The Mallincam definitely seems to benefit from a higher quality chip
and radiant cooling. While it was a cool night, I noticed that the
outside cover of the Mallincam stayed very cool. This is different
from the Stellacam, which gets pretty warm even on cold nights. The
result is that the Mallincam images have virtually no hot pixels. I
was imaging the core of the double cluster and one of my cohorts
asked if those dots on the monitor where mostly hot pixels (as seen
with the Stellacam II)? I had to explain that the new camera does
not have the hot pixel problem…..those dots are stars! When Orion
came up, I started to wander around the nebula. This is another
interesting feature of the Mallincam. I was able to move the
telescope around without waiting for a long refresh. So I could
explore a quadrant with the camera installed in the scope. Nice
The nights' seeing was mediocre. However, I was able to image on
the screen, in real time, the Horsehead Nebula. It was faint but it
was there. Not bad at all! Andromeda seemed to have less dark lane
then the Stellacam. But with visual examination through the
eyepiece, I think this was a result of poor seeing, not the camera.
The only thing I missed with the camera was the hand pendant that
the Stellacam has. But then, I didn't miss having that pendant
hanging around in the dark either. So it's about a wash there.

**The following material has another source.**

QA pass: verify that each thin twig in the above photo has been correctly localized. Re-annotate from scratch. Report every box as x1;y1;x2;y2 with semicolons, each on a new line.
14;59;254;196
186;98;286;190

need to extensively explore the features in the camera. I will try
to report more about the camera through the rest of the season. As
it stands now I am selling my Stellacam II. If anyone is interested
I can make you a good deal. Finally, don't get me wrong here,
Stellacam II is a great camera and is well suited for use with
better tracking than I can achieve with my Dob/platform combo.
Palm Spring California
Due to the fact I was getting older and also wear glasses, I was having major difficulty with eye strain. The Mallin
Cam has been nothing short of extraordinary. Watching
the night views through a monitor instead of an eyepiece has cleared my eye strain and brought back the enjoyment of discovering
the skies. The views are unbelievable and best of all I
can share the views (real time) with family and visitors, l love to hear their oh's and ah's. I still remember with eyepieces,
trying to show people what the skies were displaying and then
having to go through the pain of refocusing after each visitor had to fine focus for their vision. I have a box that
arrived from Meade of a set of eyepieces, I have not used one of them
yet. I highly recommend this camera to anyone. I think it's time everyone gets a chance to see what the night sky really
looks like. Thanks so much.
P.S. I will be upgrading in the very near future.